Once, if you wanted to get into TV, it helped to have good connections or an Oxbridge degree. Or preferably both. But not anymore insists Theresa Wise, Chief Executive of the Royal Television Society, the educational charity that promotes the art and science of television.

Behind the scenes there's big demand for all kinds of talent.

“There's now an understanding among broadcasters and production companies that it's critical to get fresh talent and relevant ideas from everywhere in order to represent Britain as it is,” she says.

Not surprisingly, high profile TV jobs — presenters, directors, producers — are the ones that are hardest to break into. But behind the scenes there's big demand for all kinds of talent, from production managers to set builders, from marketing executives to hair and make-up artists. Digital skills are highly sought after, too.

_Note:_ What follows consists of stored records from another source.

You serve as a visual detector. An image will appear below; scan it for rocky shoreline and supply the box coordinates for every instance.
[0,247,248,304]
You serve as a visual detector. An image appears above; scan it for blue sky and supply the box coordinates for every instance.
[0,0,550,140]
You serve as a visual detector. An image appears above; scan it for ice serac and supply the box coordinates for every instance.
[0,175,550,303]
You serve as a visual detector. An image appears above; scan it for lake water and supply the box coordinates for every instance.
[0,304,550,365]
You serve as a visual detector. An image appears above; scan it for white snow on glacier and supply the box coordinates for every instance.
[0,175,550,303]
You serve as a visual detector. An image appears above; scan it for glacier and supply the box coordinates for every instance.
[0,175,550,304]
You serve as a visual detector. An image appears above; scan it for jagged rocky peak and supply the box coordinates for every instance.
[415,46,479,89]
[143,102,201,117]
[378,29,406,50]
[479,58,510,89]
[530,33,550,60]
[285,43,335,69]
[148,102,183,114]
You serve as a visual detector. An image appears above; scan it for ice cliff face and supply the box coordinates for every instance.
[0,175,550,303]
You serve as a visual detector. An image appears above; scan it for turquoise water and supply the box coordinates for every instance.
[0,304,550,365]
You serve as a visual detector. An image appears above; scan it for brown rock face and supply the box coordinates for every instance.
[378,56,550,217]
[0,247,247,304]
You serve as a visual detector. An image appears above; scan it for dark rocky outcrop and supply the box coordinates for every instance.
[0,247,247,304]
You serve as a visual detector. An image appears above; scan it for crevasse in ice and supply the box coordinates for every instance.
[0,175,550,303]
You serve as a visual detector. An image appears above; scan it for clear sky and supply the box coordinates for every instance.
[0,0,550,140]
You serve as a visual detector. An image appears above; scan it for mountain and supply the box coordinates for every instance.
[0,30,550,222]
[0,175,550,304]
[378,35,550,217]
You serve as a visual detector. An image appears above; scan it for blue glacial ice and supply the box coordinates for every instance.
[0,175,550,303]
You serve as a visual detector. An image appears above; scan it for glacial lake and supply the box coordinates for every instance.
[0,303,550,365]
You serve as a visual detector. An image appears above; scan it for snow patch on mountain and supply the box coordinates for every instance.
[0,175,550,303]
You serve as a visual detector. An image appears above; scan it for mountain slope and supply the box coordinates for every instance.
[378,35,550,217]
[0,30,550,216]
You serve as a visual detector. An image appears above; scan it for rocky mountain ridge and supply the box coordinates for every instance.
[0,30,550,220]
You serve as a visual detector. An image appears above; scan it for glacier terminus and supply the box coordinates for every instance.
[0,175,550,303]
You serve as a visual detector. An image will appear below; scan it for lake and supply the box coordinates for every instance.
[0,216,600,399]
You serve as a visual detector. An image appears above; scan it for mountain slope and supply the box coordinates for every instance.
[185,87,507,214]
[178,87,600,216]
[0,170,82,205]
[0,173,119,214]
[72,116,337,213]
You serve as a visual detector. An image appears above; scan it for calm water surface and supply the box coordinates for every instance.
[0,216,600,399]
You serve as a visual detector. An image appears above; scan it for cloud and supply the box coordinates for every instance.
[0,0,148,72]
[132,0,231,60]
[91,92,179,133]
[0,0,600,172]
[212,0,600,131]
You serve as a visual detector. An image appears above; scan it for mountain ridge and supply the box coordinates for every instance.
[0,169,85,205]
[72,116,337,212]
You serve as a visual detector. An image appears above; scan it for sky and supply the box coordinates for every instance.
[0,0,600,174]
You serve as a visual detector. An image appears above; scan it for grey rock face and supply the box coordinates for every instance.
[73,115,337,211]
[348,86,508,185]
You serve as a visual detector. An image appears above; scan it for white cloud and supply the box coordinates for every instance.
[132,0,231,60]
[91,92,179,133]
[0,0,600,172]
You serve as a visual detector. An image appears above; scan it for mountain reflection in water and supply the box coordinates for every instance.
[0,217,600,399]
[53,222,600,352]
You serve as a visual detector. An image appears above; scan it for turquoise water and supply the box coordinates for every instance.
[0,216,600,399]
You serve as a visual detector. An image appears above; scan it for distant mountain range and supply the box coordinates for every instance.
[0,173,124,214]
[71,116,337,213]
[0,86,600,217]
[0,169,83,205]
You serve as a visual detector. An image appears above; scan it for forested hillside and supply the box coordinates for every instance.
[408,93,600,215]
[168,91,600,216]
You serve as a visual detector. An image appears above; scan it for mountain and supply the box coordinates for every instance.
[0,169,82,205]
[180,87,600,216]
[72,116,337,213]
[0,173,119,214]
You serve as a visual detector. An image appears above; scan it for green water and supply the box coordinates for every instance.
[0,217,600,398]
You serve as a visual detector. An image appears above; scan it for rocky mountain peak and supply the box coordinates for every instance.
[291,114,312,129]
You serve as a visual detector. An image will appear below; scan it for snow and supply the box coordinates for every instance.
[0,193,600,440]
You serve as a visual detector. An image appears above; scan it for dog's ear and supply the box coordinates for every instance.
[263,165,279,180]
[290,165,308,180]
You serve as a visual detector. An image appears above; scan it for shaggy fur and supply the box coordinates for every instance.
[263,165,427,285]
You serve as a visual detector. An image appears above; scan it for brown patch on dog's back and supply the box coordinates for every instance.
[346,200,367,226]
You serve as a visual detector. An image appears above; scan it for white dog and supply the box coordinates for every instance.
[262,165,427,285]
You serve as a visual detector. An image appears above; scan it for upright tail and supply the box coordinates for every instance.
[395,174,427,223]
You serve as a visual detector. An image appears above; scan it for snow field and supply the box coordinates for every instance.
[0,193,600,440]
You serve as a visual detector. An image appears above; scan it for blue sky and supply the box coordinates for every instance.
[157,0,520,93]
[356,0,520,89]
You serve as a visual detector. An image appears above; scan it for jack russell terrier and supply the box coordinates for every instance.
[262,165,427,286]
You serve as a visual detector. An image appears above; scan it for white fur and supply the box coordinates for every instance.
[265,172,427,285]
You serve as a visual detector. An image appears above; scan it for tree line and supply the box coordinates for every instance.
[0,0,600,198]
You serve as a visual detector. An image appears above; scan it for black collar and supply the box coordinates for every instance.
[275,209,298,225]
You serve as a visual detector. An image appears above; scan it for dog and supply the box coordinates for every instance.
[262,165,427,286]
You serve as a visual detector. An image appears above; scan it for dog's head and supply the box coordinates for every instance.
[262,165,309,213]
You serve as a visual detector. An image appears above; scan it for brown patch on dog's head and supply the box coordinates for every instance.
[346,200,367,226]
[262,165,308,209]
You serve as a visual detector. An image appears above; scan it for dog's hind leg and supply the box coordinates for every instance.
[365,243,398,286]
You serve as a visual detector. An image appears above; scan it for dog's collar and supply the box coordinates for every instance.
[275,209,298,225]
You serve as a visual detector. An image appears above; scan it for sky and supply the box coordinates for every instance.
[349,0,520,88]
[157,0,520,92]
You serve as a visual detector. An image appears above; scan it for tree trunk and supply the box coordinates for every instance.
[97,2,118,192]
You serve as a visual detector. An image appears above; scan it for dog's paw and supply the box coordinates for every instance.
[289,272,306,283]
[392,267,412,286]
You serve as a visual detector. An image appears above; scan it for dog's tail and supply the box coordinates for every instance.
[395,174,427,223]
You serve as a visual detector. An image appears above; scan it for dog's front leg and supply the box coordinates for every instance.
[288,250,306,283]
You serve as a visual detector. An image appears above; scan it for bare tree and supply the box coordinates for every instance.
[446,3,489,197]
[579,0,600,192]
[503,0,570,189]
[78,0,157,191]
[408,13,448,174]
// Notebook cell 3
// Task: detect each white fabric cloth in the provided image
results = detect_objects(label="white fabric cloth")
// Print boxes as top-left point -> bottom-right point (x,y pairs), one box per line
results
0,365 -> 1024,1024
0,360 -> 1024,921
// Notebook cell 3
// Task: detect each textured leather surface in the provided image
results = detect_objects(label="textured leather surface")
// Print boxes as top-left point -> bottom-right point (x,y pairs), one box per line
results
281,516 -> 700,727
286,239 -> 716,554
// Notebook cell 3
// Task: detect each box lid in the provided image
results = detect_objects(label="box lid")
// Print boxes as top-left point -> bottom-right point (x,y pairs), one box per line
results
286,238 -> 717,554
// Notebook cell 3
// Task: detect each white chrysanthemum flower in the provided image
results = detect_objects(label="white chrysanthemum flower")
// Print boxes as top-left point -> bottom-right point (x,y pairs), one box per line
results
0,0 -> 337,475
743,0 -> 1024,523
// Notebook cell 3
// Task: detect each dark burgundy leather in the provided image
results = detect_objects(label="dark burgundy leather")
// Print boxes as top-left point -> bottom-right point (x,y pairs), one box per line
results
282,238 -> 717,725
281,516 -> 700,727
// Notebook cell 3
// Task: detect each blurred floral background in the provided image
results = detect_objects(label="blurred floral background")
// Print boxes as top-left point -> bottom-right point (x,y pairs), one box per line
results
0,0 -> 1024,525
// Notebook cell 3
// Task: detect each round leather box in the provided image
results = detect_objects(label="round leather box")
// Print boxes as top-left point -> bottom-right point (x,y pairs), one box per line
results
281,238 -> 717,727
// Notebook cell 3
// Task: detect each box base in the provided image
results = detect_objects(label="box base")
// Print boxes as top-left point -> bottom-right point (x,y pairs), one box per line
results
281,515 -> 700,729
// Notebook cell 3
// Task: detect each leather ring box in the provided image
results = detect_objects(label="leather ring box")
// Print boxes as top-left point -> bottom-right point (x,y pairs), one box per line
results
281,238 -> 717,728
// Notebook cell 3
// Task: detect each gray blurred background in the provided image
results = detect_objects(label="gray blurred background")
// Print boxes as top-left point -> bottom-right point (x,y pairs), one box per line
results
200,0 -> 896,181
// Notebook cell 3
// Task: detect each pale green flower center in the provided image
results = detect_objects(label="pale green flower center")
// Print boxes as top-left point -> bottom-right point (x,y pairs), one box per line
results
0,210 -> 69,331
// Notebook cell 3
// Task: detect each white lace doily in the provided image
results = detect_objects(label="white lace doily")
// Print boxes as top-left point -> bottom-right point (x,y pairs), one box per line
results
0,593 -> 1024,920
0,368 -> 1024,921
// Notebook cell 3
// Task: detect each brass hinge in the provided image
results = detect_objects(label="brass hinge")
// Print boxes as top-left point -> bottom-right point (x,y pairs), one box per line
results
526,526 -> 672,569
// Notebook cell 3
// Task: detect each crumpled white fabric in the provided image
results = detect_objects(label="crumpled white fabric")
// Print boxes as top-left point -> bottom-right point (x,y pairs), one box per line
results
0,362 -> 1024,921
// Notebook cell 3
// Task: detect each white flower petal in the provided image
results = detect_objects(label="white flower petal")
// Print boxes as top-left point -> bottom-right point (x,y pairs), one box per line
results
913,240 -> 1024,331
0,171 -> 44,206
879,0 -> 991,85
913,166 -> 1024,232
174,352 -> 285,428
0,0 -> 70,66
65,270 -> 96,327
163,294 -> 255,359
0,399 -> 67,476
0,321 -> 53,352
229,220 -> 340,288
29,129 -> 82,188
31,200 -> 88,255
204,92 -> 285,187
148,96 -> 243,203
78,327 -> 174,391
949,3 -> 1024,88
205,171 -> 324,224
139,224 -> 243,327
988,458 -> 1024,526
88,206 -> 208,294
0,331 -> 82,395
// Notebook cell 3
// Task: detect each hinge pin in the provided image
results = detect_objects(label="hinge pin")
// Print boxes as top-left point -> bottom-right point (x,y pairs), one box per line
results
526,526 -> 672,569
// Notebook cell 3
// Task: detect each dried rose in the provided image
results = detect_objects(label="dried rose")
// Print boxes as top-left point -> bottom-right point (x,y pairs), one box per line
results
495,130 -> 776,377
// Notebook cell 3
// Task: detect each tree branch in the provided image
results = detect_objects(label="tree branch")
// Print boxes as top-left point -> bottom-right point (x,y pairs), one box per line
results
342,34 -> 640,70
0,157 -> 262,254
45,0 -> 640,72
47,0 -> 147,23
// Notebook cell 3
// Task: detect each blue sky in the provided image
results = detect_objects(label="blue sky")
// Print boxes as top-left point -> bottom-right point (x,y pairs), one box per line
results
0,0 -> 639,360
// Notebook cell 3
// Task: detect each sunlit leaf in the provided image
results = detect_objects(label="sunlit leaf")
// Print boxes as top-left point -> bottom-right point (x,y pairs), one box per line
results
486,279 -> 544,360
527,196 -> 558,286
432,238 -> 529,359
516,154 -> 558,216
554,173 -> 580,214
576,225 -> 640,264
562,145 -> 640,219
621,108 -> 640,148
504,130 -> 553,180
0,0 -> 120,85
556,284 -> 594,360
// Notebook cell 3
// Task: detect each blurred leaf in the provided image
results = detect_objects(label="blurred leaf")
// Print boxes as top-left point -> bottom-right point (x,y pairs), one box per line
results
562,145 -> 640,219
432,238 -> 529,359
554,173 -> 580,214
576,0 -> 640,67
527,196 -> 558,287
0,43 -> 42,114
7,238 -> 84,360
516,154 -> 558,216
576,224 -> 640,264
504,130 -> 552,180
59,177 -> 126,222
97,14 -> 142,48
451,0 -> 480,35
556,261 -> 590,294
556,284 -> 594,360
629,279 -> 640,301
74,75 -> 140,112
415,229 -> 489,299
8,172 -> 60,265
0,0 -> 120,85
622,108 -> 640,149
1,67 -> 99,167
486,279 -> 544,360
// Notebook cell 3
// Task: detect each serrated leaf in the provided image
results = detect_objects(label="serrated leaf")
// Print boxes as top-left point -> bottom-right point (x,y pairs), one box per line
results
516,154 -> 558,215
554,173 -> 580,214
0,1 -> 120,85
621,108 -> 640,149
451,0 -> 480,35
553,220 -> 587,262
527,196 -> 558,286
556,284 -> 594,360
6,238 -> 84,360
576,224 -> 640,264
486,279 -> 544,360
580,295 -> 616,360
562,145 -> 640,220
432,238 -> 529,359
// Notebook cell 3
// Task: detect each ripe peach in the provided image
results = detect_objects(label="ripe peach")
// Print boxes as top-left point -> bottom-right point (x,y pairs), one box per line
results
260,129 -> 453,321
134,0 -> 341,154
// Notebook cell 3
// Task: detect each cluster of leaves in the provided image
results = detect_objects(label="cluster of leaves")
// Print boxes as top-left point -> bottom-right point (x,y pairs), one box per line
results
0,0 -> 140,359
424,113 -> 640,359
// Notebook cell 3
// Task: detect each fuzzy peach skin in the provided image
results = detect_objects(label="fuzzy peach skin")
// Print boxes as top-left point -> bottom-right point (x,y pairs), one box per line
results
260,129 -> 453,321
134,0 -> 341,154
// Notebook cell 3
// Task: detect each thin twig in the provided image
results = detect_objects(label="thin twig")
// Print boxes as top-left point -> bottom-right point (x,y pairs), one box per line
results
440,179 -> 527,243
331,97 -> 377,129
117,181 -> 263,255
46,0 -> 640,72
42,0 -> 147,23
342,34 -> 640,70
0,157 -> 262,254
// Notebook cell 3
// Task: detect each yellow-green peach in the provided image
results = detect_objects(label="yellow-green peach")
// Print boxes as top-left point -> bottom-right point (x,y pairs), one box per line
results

Getting some practical experience


A degree may help, but it's not the only way in. In fact, the best route will depend on the type of role you want. “The idea that you have to come from a degree background isn't true anymore,” says Wise. “Actually, it's incredibly important to have practical experience, because this is an industry where qualifications are great, but a lot of training is done on the job.”

It's therefore a good idea to approach companies to find out which ones are open to offering work experience. Internships are available via broadcasters and production companies, and many are aimed at diverse or low-income candidates. Some organisations also run — or are planning — apprenticeships.

“These are tough to get into in some respects,” agrees Wise. “But they're aimed especially at people who have no access to the industry via family, income or some other connection. With TV you have to prove yourself, so get involved and be enthusiastic and willing to work hard.”